Scenario:
- We have a scheduler which is using JDBC Job Store. Quartz version is 2.1.2.
- The job which is being scheduling is also updating a database.
- The database is same for both quartz and the job itself and is hosted in MySQL Server. Both application tables and quartz tables are stored in the same database.
-
Connection pool is different for both application and quartz. In the application we are using spring for connection pooling and quartz is forced to use connection pooling via quartz.properties.
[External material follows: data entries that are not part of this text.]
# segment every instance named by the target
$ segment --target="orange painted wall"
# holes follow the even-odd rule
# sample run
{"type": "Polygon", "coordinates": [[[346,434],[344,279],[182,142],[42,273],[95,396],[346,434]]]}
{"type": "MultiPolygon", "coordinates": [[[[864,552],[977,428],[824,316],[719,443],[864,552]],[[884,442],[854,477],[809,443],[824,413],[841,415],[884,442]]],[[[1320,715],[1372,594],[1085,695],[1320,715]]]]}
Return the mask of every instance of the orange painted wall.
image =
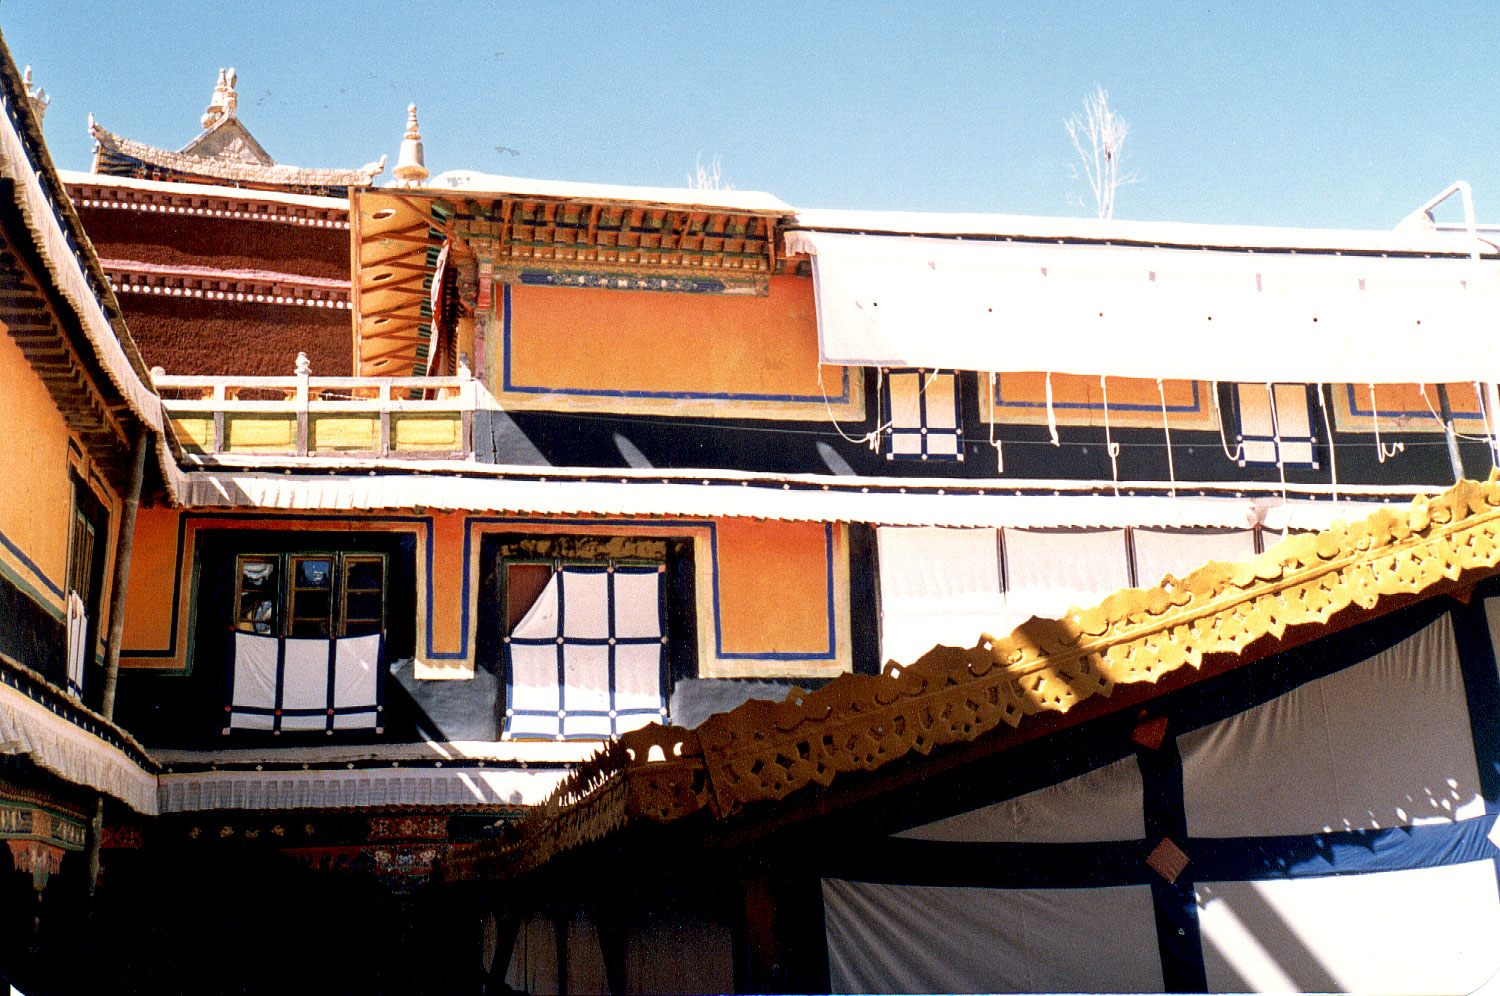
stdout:
{"type": "MultiPolygon", "coordinates": [[[[981,375],[982,376],[982,375],[981,375]]],[[[1162,391],[1156,381],[1141,377],[1109,378],[1109,421],[1111,425],[1160,426],[1162,394],[1168,405],[1168,421],[1174,429],[1212,429],[1214,399],[1207,381],[1166,380],[1162,391]],[[1124,406],[1129,405],[1130,408],[1124,406]]],[[[981,395],[985,392],[981,391],[981,395]]],[[[1045,373],[1005,373],[996,378],[996,393],[1001,404],[993,419],[1000,422],[1042,424],[1047,421],[1047,375],[1045,373]]],[[[1104,391],[1098,377],[1077,374],[1052,375],[1053,413],[1060,425],[1103,425],[1104,391]],[[1075,407],[1069,407],[1075,406],[1075,407]],[[1082,407],[1080,407],[1082,406],[1082,407]]],[[[989,406],[982,414],[990,418],[989,406]]]]}
{"type": "MultiPolygon", "coordinates": [[[[1453,412],[1453,421],[1459,432],[1483,433],[1484,410],[1479,395],[1471,383],[1447,384],[1448,403],[1453,412]]],[[[1442,405],[1438,399],[1436,384],[1428,384],[1427,398],[1422,398],[1422,387],[1417,384],[1376,384],[1375,408],[1380,413],[1382,432],[1432,432],[1443,431],[1442,405]]],[[[1334,424],[1343,432],[1374,432],[1371,416],[1370,385],[1333,385],[1334,424]],[[1353,395],[1353,405],[1350,396],[1353,395]],[[1352,407],[1352,410],[1351,410],[1352,407]]]]}
{"type": "MultiPolygon", "coordinates": [[[[67,581],[73,485],[68,479],[68,430],[52,396],[20,347],[0,332],[0,533],[54,585],[67,581]]],[[[61,599],[41,577],[0,544],[0,566],[42,604],[61,599]]],[[[105,583],[108,584],[106,575],[105,583]]]]}
{"type": "MultiPolygon", "coordinates": [[[[806,278],[773,277],[768,297],[510,290],[515,385],[820,396],[817,313],[806,278]]],[[[842,376],[824,369],[831,396],[842,376]]]]}
{"type": "Polygon", "coordinates": [[[719,623],[726,653],[830,650],[828,543],[821,522],[720,521],[719,623]]]}
{"type": "Polygon", "coordinates": [[[135,517],[130,581],[125,589],[125,646],[165,650],[172,639],[172,582],[177,577],[177,509],[142,508],[135,517]]]}
{"type": "MultiPolygon", "coordinates": [[[[407,513],[408,515],[410,513],[407,513]]],[[[177,557],[178,522],[172,509],[142,509],[136,522],[126,615],[126,655],[121,664],[180,671],[188,666],[193,550],[201,528],[296,531],[359,530],[415,532],[419,678],[463,679],[473,674],[479,625],[480,539],[489,532],[656,535],[691,538],[695,551],[699,672],[703,677],[834,674],[850,666],[848,547],[843,527],[822,523],[706,520],[599,519],[581,523],[538,517],[484,521],[464,513],[431,515],[431,546],[422,523],[378,516],[347,520],[260,519],[253,512],[232,519],[189,518],[184,556],[177,557]],[[427,570],[430,549],[432,570],[427,570]],[[467,552],[469,561],[465,564],[467,552]],[[715,557],[714,554],[717,554],[715,557]],[[467,572],[465,567],[467,566],[467,572]],[[829,574],[832,573],[833,645],[829,644],[829,574]],[[467,574],[468,584],[465,585],[467,574]],[[172,598],[174,582],[177,599],[172,598]],[[717,600],[715,592],[717,590],[717,600]],[[431,597],[432,640],[425,638],[431,597]],[[469,629],[461,619],[467,609],[469,629]],[[172,620],[177,638],[172,641],[172,620]],[[442,655],[437,659],[429,653],[442,655]],[[720,654],[724,656],[720,656],[720,654]],[[777,660],[754,655],[808,655],[777,660]],[[459,655],[455,659],[451,655],[459,655]],[[736,656],[740,655],[740,656],[736,656]],[[751,655],[751,656],[745,656],[751,655]]]]}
Here is the snippet of quartz.propertiesorg.quartz.dataSource.qzDS.driver = com.mysql.jdbc.Driver org.quartz.dataSource.qzDS.URL = jdbc:mysql://localhost:3306/dbname?autoReconnect=true org.quartz.dataSource.qzDS.user = dbuser org.quartz.dataSource.qzDS.password =dbpassword org.quartz.dataSource.qzDS.maxConnections = 30 org.quartz.datasource.qzDS.validationQuery = select 1 #org.quartz.datasource.qzDS.minEvictableIdleTimeMillis=21600000 #org.quartz.datasource.qzDS.timeBetweenEvictionRunsMillis=1800000 #org.quartz.datasource.qzDS.numTestsPerEviction=-1 #org.quartz.datasource.qzDS.testWhileIdle=true org.quartz.datasource.qzDS.debugUnreturnedConnectionStackTraces=true org.quartz.datasource.qzDS.unreturnedConnectionTimeout=120 org.quartz.datasource.qzDS.initialPoolSize=5 org.quartz.datasource.qzDS.minPoolSize=5 org.quartz.datasource.qzDS.maxPoolSize=30 org.quartz.datasource.qzDS.acquireIncrement=5 org.quartz.datasource.qzDS.maxIdleTime=120 org.quartz.datasource.qzDS.validateOnCheckout=true -
Database is clustered with MASTER-MASTER replication on two servers and they are being used via virtual IP everywhere in the application and quartz.
- Scheduler i.e. quartz is also clustered on the same two machines where MySQL is clustered.
The problem:
One of the servers (till now we have got the problem with backup server machine) is occasionally throwing database connection error while calling notifyJobStoreJobComplete method. This is causing the job to stay in BLOCKED state even if the job itself has successfully completed but quartz was unable to update its status.
Questions:
- What can be the cause of the problem?
- How to move the BLOCKED jobs into WAITING state so that the jobs can be run on their next scheduled time at least. Direct editing the QRTZ_SIMPLE_TRIGGERS tables would not be a good solution, even if it works.
EDIT: To bump up the question.
I think main problem was communication link failure by MySQL which we solved it by increasing ‘wait_timeout’ to 14 days and as our maintenance is scheduled in every 15 days, we restart the each of MySQL server is our DB cluster (We have Master-Master replication in place). With approach we haven’t get any communication link failure after that. In fact some time we don’t restart the server in every 15 days but still no error(touch wood). 🙂
And as far as Quartz triggers being locked in BLOCKED state, we updated the quartz to 2.1.4 which possibly has the fix for the almost same problem. After the quartz update, we have faced the triggers being in BLOCKED state very very less frequent.
We are still unable to find out how to get the trigger out of BLOCKED state without directly modifying the quartz tables. Whenever we face this problem, we manually remove the entry for BLOCKED trigger from the qrtz_fired_triggers table and it solves the problem. I think enterprise version of quartz may have this feature from some web UI.